Sound Formats and Their Uses in Games
by Casey "caffeineaddict" Wireman

After seeing that people wanted a bit more substance to my article, I decided that I would add some meat to it.  I apologize for the huge delay in rewriting this thing like I said I would, but things came up, blah blah blah.  The point is that I finished it and this go around we'll have some tutorials using different APIs to play various formats.  Hope you enjoy it, or at least learn a little something from it.

First, let's talk about what to look for in a file when making a game.  What are our needs?  Probably at the top of the list for most people is quality.  We want our audience to enjoy every aspect of the experience that we are trying to provide them when they are playing our game.  If the graphics for your game are bad not many people are going to want to play it; the same can be said for low quality sound.

As an example of the importance of sound, turn the volume off when playing your favorite game and see if it's as much fun.

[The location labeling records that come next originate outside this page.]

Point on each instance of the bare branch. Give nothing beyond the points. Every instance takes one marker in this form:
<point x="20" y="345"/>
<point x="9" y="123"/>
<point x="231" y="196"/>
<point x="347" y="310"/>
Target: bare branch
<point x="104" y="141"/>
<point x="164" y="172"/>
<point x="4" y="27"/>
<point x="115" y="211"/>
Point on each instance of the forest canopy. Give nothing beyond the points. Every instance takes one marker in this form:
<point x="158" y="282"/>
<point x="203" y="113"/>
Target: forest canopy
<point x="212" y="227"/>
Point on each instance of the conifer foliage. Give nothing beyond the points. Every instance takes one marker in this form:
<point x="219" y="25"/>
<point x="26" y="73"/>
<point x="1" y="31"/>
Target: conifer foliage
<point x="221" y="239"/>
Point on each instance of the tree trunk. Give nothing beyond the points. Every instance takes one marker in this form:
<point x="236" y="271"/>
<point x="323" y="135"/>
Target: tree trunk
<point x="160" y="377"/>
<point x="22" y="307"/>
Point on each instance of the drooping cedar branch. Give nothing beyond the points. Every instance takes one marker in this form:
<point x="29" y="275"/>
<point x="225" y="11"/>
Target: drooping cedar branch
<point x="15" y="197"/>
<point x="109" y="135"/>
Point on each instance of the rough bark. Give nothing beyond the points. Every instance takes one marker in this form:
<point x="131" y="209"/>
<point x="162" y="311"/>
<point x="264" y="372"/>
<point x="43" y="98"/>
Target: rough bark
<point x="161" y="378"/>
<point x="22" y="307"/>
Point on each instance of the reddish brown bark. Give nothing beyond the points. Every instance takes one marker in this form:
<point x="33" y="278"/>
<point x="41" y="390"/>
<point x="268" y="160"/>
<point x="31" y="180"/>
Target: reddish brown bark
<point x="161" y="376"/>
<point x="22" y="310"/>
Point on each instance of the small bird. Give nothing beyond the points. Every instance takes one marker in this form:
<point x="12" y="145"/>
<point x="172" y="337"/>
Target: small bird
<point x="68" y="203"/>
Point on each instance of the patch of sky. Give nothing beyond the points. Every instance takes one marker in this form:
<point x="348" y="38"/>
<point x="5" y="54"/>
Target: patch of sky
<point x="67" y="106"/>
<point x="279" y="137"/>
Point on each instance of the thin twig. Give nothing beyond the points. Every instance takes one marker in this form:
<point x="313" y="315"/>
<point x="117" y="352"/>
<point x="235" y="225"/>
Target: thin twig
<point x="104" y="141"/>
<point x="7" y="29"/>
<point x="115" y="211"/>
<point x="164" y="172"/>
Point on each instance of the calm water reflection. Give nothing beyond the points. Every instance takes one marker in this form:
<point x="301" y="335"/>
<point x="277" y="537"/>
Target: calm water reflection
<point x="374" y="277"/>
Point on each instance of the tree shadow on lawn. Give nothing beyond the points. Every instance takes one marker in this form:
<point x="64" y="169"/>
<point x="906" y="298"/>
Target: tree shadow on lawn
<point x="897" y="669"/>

Sound adds to the immersion that people want when playing a game. If you don't have good quality sound, it will detract from this immersion.

The next thing to look for when selecting a file type is the resulting file size. Today, people don't want to wait for the game to load, they want instant gratification.  From a development standpoint we can't always give them that; all media, of course, has to be loaded in order to be used.  Now granted, with increasing computing power and larger amounts of RAM (measuring in the gigabytes in some cases) loading times are decreasing significantly. Bear in mind however that everyone is not a diehard gamer or developer and is not likely to beef up their systems to play such resource intensive games.  The demographic that you may be shooting for might be casual or older gamers that just want to play something quick, possibly something to pass time on a break at work.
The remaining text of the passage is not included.